Merger Monday on Wall Street moves stocks modestly higher
By Ben Rooney
NEW YORK (CNNMoney) — Investors welcomed a pair of corporate mergers Monday, but stocks were only modestly higher as investors await comments from Federal Reserve officials later in the week.
The Dow Jones industrial average, the S&P 500 and the Nasdaq were all up about 0.1%
Traders were wary of pushing stocks higher after last week’s gains. The Dow and S&P 500 both ended at record highs Friday, capping a four week winning streak.
“It’s a slow day so far,” said Peter Tuz, portfolio manager at Chase Investment Counsel.
Do you Tumblr? In an effort to lure younger users, Yahoo officially announced plans to buy blogging site Tumblr for $1.1 billion, mainly in cash.
The Internet pioneer promised not to “screw it up,” but investors weren’t so sure. Yahoo shares barely budged on the news.
Separately, Actavis shares jumped after the drug company said it planned to buy Warner Chilcott in an $8.5 billion stock-for-stock transaction.
Overall, mergers and acquisition activity has picked up recently. So far this year, there have been 45 U.S. corporate transactions, worth a combined $297.6 billion, according to data from FactSet.
The biggest deal has been Berkshire Hathaway and 3G Capital’s $28 billion plan to buy ketchup giant H.J. Heinz Co.
Dell has received competing bids: Michael Dell’s $24 billion offer versus Carl Icahn and Southeastern Asset Management’s $12-per-share offer.
And Disney bought Lucasfilm late last year in a deal valued at $4 billion.
Bernanke takes the stand: Investors will pay close attention to comments from Federal Reserve officials this week, including chairman Ben Bernanke, who will testify before Congress Wednesday.
All three major U.S. indexes have gained around 16% so far this year on a combination of gradually improving economic data and continued support from the Fed.
But investors have been rattled recently by comments from some Fed officials suggesting the central bank could begin to scale back its bond-buying program sooner than expected.
“There’s a tug-of-war within the Fed about an exit strategy,” said Tuz. “We should hear more about that this week.”
The yen also rises: The yen edged up 0.7% versus the U.S. dollar Monday after the Japanese Economy Minister suggested further weakness could be harmful to Japan’s recovery efforts.

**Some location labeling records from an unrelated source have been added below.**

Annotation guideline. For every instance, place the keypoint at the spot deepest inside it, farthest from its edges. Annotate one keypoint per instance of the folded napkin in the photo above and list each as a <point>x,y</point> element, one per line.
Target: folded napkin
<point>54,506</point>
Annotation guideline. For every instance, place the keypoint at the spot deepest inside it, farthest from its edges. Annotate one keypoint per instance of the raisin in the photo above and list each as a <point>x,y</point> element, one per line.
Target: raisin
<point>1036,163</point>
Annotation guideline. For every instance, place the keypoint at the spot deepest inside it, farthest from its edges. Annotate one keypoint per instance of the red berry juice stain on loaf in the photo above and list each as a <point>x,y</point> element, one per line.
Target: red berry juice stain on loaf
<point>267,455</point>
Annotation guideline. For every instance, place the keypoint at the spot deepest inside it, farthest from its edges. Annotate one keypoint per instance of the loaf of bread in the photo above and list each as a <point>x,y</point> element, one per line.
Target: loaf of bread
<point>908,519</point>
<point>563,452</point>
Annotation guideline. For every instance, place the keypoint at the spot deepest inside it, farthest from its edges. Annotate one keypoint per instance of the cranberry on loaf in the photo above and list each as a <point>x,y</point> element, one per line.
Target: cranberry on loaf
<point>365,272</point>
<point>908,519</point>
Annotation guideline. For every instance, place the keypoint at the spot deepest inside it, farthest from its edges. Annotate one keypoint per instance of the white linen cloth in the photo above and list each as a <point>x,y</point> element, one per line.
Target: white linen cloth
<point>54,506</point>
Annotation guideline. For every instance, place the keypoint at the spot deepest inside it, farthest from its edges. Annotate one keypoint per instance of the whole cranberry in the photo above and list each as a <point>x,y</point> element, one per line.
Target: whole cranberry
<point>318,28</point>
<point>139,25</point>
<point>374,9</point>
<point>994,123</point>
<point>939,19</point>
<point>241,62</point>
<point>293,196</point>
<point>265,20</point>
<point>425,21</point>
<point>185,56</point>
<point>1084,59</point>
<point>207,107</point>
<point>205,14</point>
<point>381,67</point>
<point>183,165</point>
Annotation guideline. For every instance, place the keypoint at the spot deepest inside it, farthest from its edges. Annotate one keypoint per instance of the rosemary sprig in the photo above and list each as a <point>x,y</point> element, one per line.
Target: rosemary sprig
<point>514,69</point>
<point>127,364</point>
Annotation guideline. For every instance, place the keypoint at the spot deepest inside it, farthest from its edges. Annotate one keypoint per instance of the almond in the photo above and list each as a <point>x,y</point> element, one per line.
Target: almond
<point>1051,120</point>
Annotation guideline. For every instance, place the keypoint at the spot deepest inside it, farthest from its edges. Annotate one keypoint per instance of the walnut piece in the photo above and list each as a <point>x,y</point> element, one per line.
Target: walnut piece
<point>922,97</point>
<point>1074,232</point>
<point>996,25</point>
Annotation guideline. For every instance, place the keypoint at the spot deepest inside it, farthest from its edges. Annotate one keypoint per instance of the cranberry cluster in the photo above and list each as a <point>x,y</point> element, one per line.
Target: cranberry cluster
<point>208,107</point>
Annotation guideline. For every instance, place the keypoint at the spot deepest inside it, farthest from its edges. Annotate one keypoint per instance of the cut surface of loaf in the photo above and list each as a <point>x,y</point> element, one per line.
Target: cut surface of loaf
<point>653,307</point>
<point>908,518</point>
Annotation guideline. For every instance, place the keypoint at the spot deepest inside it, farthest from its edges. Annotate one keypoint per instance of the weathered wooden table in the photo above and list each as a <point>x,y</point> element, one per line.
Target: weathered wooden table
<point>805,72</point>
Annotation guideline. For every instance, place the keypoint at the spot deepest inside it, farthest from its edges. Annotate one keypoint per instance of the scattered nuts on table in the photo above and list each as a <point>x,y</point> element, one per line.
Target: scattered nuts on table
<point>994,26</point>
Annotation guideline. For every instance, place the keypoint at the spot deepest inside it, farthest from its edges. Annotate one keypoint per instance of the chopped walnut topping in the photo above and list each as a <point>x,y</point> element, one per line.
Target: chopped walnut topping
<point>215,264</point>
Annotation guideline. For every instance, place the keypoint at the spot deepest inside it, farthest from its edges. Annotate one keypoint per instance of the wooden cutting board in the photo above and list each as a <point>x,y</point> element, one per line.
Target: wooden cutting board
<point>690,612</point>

The yen has plunged 15% against the dollar this year as Prime Minister Abe and the Bank of Japan launched an aggressive campaign to reflate the nation’s economy.
Investors have also been pouring money into Japanese stocks. Last week, the Nikkei rose above 15,000, surpassing the Dow in absolute terms for the first time in three years, according to Bill Stone, chief investment officer at PNC Wealth Management.
Metals melt down: Gold prices were down slightly Monday, while silver prices took a tumble.
Gold dropped 0.6% to trade at 1,364.70 an ounce. After rallying earlier this month, gold is now flirting with the lows from mid-April and is down 19% so far this year.
Meanwhile, silver prices fell 3% to $21.68 an ounce. Traders said the silver market is less liquid than the gold market and more vulnerable to sharp moves.
Earnings season winds down: Campbell Soup reported quarterly earnings that beat expectations.
TiVo reports in the afternoon.
Home Depot, Best Buy, Target and Hewlett-Packard are due later in the week.
Chesapeake Energy shares edged up after the natural gas and oil producer announced its new CEO would be Robert Douglas Lawler, an executive at Anadarko Petroleum.
European markets were mostly higher in midday trading. The DAX was leading the indexes forward, although trading was light due to a national holiday in Germany. Meanwhile Asian markets ended with significant gains.